In theory, while humans can act as an independent fail-safe, effective human intervention hinges on the speed of operations. In the case of self-driving cars, while a driver technically has the ability to grab the wheel at any time, the driver merely has the illusion of control if the vehicle is traveling at highway speeds.

“We still don’t understand what our brains have that neural networks lack with regard to making determinations about an image,” says Ardulov. “However, it’s important to understand where that point is within your model. Is removing three pixels from a cat’s face, but not two, the tipping point for the model to determine that it’s looking at guacamole?”

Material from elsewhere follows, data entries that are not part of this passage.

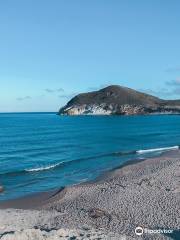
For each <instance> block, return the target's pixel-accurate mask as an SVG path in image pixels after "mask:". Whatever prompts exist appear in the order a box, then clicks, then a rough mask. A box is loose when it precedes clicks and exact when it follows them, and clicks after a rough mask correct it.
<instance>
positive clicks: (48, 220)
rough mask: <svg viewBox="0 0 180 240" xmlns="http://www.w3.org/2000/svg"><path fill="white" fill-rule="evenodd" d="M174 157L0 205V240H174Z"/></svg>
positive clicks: (21, 198)
mask: <svg viewBox="0 0 180 240" xmlns="http://www.w3.org/2000/svg"><path fill="white" fill-rule="evenodd" d="M179 156H180V151H179V150H174V151H169V152H166V153H163V154H162V155H161V156H160V157H156V158H150V159H146V160H144V161H141V162H137V163H135V161H134V163H132V162H131V164H129V165H125V166H123V167H120V168H119V169H116V170H113V171H111V172H109V173H107V174H105V175H104V176H103V177H102V178H99V179H97V181H94V182H90V183H86V184H79V185H75V186H72V187H68V188H62V189H59V190H56V191H52V192H47V193H41V194H37V195H34V196H30V197H25V198H21V199H17V200H12V201H5V202H1V203H0V208H1V210H0V239H2V240H10V239H16V240H18V239H19V240H20V239H23V240H26V239H71V240H72V239H127V240H128V239H178V237H179V235H178V234H179V233H178V230H179V228H180V222H179V209H180V185H179V176H180V171H179V169H180V168H179V165H180V163H179ZM138 226H139V227H142V228H143V231H144V233H143V234H142V235H141V236H138V235H136V234H135V228H136V227H138ZM157 230H159V231H161V232H160V233H157V232H156V231H157ZM163 230H169V232H166V233H165V234H164V233H163V232H162V231H163ZM153 231H154V232H153ZM170 232H171V233H170Z"/></svg>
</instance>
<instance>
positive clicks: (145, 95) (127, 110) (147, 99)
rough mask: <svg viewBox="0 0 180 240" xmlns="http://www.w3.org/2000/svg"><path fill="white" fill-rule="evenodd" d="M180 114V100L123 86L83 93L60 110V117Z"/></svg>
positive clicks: (72, 100)
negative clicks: (62, 115)
mask: <svg viewBox="0 0 180 240" xmlns="http://www.w3.org/2000/svg"><path fill="white" fill-rule="evenodd" d="M157 113H162V114H180V100H163V99H160V98H157V97H154V96H151V95H149V94H145V93H142V92H138V91H135V90H133V89H130V88H127V87H121V86H114V85H113V86H109V87H106V88H103V89H101V90H99V91H94V92H89V93H82V94H79V95H77V96H75V97H74V98H72V99H71V100H70V101H69V102H68V103H67V104H66V105H65V106H64V107H62V108H61V109H60V110H59V114H60V115H112V114H116V115H138V114H140V115H142V114H157Z"/></svg>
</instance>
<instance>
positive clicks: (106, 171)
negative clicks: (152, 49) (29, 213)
mask: <svg viewBox="0 0 180 240" xmlns="http://www.w3.org/2000/svg"><path fill="white" fill-rule="evenodd" d="M179 145H180V115H149V116H59V115H57V114H56V113H4V114H3V113H2V114H0V186H3V187H4V188H5V191H4V192H3V193H1V194H0V200H7V199H15V198H19V197H22V196H26V195H31V194H34V193H37V192H44V191H49V190H53V189H57V188H60V187H64V186H69V185H75V184H79V183H82V182H87V181H92V180H95V179H96V178H97V177H99V176H101V175H102V174H104V173H106V172H108V171H110V170H113V169H115V168H118V167H121V166H122V165H124V164H126V163H127V162H129V161H131V162H134V163H135V162H137V161H139V160H143V159H146V158H149V157H154V156H159V155H160V154H162V152H164V151H168V150H175V149H178V148H179Z"/></svg>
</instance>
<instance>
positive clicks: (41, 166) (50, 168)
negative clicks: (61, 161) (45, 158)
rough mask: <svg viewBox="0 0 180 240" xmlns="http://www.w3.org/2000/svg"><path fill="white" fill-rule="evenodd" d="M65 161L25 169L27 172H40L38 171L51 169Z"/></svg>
mask: <svg viewBox="0 0 180 240" xmlns="http://www.w3.org/2000/svg"><path fill="white" fill-rule="evenodd" d="M62 163H63V162H60V163H56V164H52V165H48V166H41V167H37V168H30V169H25V171H26V172H38V171H45V170H49V169H51V168H55V167H57V166H59V165H60V164H62Z"/></svg>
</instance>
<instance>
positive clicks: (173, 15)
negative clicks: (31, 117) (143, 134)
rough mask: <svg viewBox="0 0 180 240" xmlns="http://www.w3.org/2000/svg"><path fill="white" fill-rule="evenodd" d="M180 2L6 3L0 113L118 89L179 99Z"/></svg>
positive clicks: (60, 101)
mask: <svg viewBox="0 0 180 240" xmlns="http://www.w3.org/2000/svg"><path fill="white" fill-rule="evenodd" d="M179 9H180V1H178V0H173V1H170V0H151V1H144V0H136V1H134V0H86V1H84V0H76V1H74V0H51V1H50V0H28V1H24V0H16V1H14V0H2V1H0V83H1V85H0V86H1V88H0V112H13V111H57V110H58V109H59V107H60V106H62V105H64V104H65V103H66V102H67V100H69V99H70V98H71V97H72V96H73V95H74V94H77V93H80V92H86V91H89V90H91V89H98V88H100V87H102V86H105V85H110V84H119V85H123V86H127V87H131V88H135V89H137V90H142V91H145V92H148V93H151V94H154V95H157V96H159V97H163V98H169V99H173V98H180V47H179V44H180V28H179V24H180V14H179Z"/></svg>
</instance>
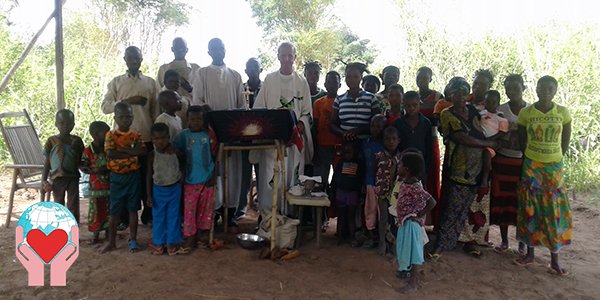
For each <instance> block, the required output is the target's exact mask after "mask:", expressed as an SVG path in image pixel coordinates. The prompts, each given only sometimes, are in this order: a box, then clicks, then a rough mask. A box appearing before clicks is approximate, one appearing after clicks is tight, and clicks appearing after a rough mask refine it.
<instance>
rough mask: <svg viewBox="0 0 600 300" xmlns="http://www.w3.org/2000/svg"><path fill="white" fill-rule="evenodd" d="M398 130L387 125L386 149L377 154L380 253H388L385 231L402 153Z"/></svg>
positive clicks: (378, 210)
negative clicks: (390, 195)
mask: <svg viewBox="0 0 600 300" xmlns="http://www.w3.org/2000/svg"><path fill="white" fill-rule="evenodd" d="M398 142H399V140H398V130H397V129H396V127H393V126H392V127H387V128H386V129H385V130H384V131H383V147H384V151H381V152H378V153H376V154H375V163H376V171H375V194H376V195H377V210H378V214H377V215H378V216H379V217H378V234H379V249H378V253H379V255H385V254H386V250H387V249H386V244H385V233H386V231H387V229H388V214H389V213H388V204H389V200H388V199H389V196H390V194H391V192H392V190H393V188H394V183H395V182H396V176H397V172H396V170H397V168H398V163H399V162H400V153H399V152H398Z"/></svg>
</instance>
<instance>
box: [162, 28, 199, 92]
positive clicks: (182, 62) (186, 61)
mask: <svg viewBox="0 0 600 300" xmlns="http://www.w3.org/2000/svg"><path fill="white" fill-rule="evenodd" d="M171 51H172V52H173V55H174V56H175V59H174V60H173V61H172V62H170V63H168V64H164V65H162V66H160V68H158V75H157V76H156V83H157V84H158V85H159V90H160V89H161V88H162V87H163V86H164V85H165V84H164V81H165V72H167V71H168V70H173V71H175V72H177V73H178V74H179V76H180V77H181V79H180V80H181V84H180V87H179V89H177V90H176V92H177V93H178V94H179V95H180V96H181V97H184V98H187V97H189V98H190V99H191V98H192V85H191V84H190V83H191V82H192V81H193V79H192V77H193V75H194V74H195V73H196V72H198V69H200V66H198V65H197V64H194V63H190V62H188V61H187V60H186V59H185V56H186V55H187V52H188V48H187V43H186V41H185V40H184V39H183V38H181V37H176V38H175V39H173V44H172V46H171Z"/></svg>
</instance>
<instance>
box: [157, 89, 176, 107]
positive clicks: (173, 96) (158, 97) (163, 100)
mask: <svg viewBox="0 0 600 300" xmlns="http://www.w3.org/2000/svg"><path fill="white" fill-rule="evenodd" d="M178 96H179V95H178V94H177V92H175V91H170V90H164V91H162V92H160V93H159V94H158V104H159V105H160V106H161V107H162V106H163V103H164V102H165V101H167V99H177V97H178Z"/></svg>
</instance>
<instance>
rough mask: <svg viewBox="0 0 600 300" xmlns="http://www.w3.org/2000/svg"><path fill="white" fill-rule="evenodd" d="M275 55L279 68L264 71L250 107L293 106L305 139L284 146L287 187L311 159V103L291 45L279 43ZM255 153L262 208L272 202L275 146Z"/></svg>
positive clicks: (308, 95) (258, 196)
mask: <svg viewBox="0 0 600 300" xmlns="http://www.w3.org/2000/svg"><path fill="white" fill-rule="evenodd" d="M277 58H278V59H279V62H280V68H279V70H278V71H275V72H273V73H270V74H268V75H267V77H266V78H265V80H264V81H263V84H262V87H261V89H260V92H259V93H258V95H257V97H256V99H255V100H254V107H253V108H267V109H281V108H288V109H291V110H293V112H294V113H295V115H296V120H297V121H298V123H297V125H298V128H299V129H300V131H301V133H302V136H303V139H304V147H303V149H302V151H299V150H298V148H297V146H295V145H292V146H290V147H287V148H286V158H285V175H286V178H285V183H286V187H287V188H290V186H293V185H295V184H296V183H297V181H298V176H299V175H303V174H304V164H305V162H311V161H312V156H313V145H312V138H311V134H310V122H311V121H312V120H311V115H312V103H311V100H310V89H309V87H308V83H307V82H306V79H304V77H302V76H301V75H300V74H298V72H296V71H295V70H294V61H295V59H296V48H295V47H294V45H292V44H291V43H282V44H281V45H280V46H279V49H278V50H277ZM256 154H257V155H256V157H255V158H256V160H257V161H258V163H259V176H258V202H259V206H260V209H261V210H270V209H271V206H272V203H273V186H272V185H273V174H274V172H273V166H274V159H275V157H276V156H275V155H276V154H275V151H274V150H268V151H260V152H257V153H256ZM279 182H280V186H279V188H281V183H282V181H281V180H280V181H279ZM280 195H281V193H280ZM279 199H280V200H279V201H280V202H279V206H280V207H281V205H282V203H281V199H282V198H281V196H280V197H279Z"/></svg>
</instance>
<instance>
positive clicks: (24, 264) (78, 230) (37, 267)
mask: <svg viewBox="0 0 600 300" xmlns="http://www.w3.org/2000/svg"><path fill="white" fill-rule="evenodd" d="M67 242H68V236H67V233H66V232H65V231H64V230H62V229H55V230H53V231H52V232H51V233H50V234H49V235H46V234H44V233H43V232H42V231H41V230H38V229H32V230H30V231H29V232H28V233H27V241H25V242H24V239H23V227H22V226H17V228H16V229H15V254H16V255H17V258H18V259H19V261H20V262H21V264H22V265H23V267H25V269H26V270H27V273H28V282H29V286H43V285H44V265H45V264H49V265H50V285H51V286H65V285H66V284H67V270H68V269H69V268H70V267H71V265H73V262H75V260H76V259H77V257H78V256H79V227H77V226H72V227H71V243H69V244H67Z"/></svg>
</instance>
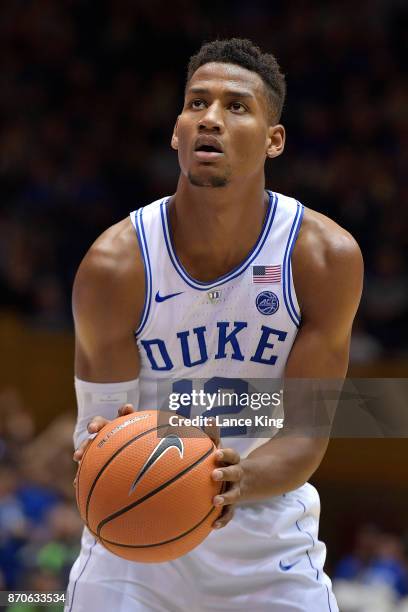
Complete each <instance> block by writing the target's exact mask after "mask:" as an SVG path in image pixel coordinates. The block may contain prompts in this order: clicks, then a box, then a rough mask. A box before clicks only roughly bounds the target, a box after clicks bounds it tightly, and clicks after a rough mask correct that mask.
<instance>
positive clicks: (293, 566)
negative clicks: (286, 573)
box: [279, 559, 300, 572]
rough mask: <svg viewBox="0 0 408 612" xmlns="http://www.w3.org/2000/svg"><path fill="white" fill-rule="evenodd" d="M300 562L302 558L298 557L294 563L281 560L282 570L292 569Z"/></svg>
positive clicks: (281, 567)
mask: <svg viewBox="0 0 408 612" xmlns="http://www.w3.org/2000/svg"><path fill="white" fill-rule="evenodd" d="M298 563H300V559H298V560H297V561H295V562H294V563H288V564H287V565H286V564H284V563H282V561H279V567H280V568H281V570H283V571H284V572H287V571H288V570H290V569H292V567H294V566H295V565H297V564H298Z"/></svg>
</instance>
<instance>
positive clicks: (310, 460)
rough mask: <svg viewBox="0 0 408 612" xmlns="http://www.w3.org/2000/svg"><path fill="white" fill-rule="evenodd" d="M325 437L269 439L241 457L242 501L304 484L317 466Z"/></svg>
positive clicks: (319, 459) (249, 499) (267, 495)
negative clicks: (317, 437) (268, 440)
mask: <svg viewBox="0 0 408 612" xmlns="http://www.w3.org/2000/svg"><path fill="white" fill-rule="evenodd" d="M327 445H328V439H326V438H319V439H318V438H300V437H293V436H288V437H280V438H276V439H272V440H269V441H268V442H266V443H265V444H263V445H262V446H260V447H259V448H257V449H255V450H254V451H253V452H252V453H250V454H249V455H248V457H247V458H245V459H242V460H241V466H242V469H243V478H242V481H241V497H240V502H242V503H245V502H253V501H261V500H263V499H267V498H268V497H272V496H275V495H282V494H283V493H287V492H288V491H292V490H293V489H296V488H298V487H299V486H301V485H303V484H304V483H305V482H307V480H308V479H309V478H310V477H311V475H312V474H313V472H314V471H315V470H316V469H317V468H318V466H319V465H320V462H321V460H322V458H323V456H324V453H325V451H326V448H327Z"/></svg>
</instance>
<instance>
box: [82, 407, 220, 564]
mask: <svg viewBox="0 0 408 612" xmlns="http://www.w3.org/2000/svg"><path fill="white" fill-rule="evenodd" d="M159 414H160V415H161V417H160V419H159ZM163 414H164V413H163V412H159V411H156V410H150V411H143V412H142V411H141V412H135V413H132V414H128V415H125V416H122V417H118V418H116V419H114V420H113V421H110V422H109V423H108V424H107V425H105V426H104V427H103V428H102V429H101V430H100V431H99V432H98V434H97V435H96V437H95V438H94V439H93V440H92V441H91V443H90V444H89V445H88V447H87V448H86V451H85V453H84V456H83V458H82V461H81V463H80V466H79V470H78V474H77V486H76V500H77V505H78V509H79V512H80V515H81V517H82V520H83V521H84V522H85V524H86V526H87V527H88V529H89V530H90V531H91V533H92V534H93V535H94V536H95V537H96V538H97V539H98V541H99V542H100V543H101V544H102V545H103V546H105V547H106V548H107V549H108V550H110V551H111V552H112V553H114V554H116V555H119V556H120V557H123V558H125V559H128V560H130V561H139V562H143V563H157V562H162V561H169V560H171V559H176V558H177V557H180V556H182V555H184V554H186V553H187V552H189V551H190V550H192V549H193V548H195V547H196V546H198V544H200V543H201V542H202V541H203V540H204V539H205V538H206V537H207V535H208V534H209V533H210V531H211V530H212V529H211V525H212V523H213V521H214V520H215V519H216V518H217V516H218V515H219V514H220V509H219V508H216V507H215V506H214V505H213V503H212V499H213V497H214V496H215V495H217V493H219V492H220V489H221V484H220V483H219V482H215V481H213V480H212V478H211V472H212V470H213V469H214V468H215V467H216V460H215V457H214V452H215V450H216V447H215V445H214V443H213V441H212V440H211V439H210V438H209V437H208V436H207V434H206V433H204V432H203V431H202V430H201V429H199V428H195V427H187V426H184V425H180V426H170V425H169V424H168V421H167V419H166V418H163ZM166 414H167V413H166Z"/></svg>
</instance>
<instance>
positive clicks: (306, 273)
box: [292, 208, 363, 316]
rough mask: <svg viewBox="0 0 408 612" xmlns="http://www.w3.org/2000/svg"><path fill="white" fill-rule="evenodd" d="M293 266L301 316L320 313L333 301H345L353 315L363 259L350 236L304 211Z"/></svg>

By developing a common operating picture of where a model breaks, data scientists and mission owners alike will be empowered to make well-informed decisions about how and whether to deploy their AI or if their model requires additional training. Through this deeper understanding, teams can appropriately gauge their AI’s trustworthiness, enabling leaders to comprehensively address complex challenges with the support of ML-powered decision-making tools.

CalypsoAI enables AI creators and consumers to comprehensively address the challenges inherent to AI development. Our solution to AI/ML brittleness and system sensitivity is our Secure Machine learning Lifecycle (SMLC) test and evaluation environment, called VESPR. Our SMLC process draws from the widely adopted Secure Sofware Development Life Cycle used by organizations to build secure applications. VESPR enables machine learning creators and consumers to manage threats, enable model security, and verify the validity, efficacy, and trustworthiness of AI by integrating best practices and testing throughout each stage of the life cycle. As the industry leader in building the tools for Robust and Reportable AI, CalypsoAI has worked in tandem with government and private sector partners to develop robust algorithm assessment toolkits, designed to combat problems such as data bias, adversarial attacks, and model drift.

AI offers solutions to aid in cultivating a better, more ethical world. However, AI’s potential to positively impact society is limited, absent a deep understanding of the data that drives our autonomous decision-making tools. CalypsoAI delivers solutions that stand at the forefront of emerging global AI standards. Our mission is to shape a better world that values trust and transparency in technology.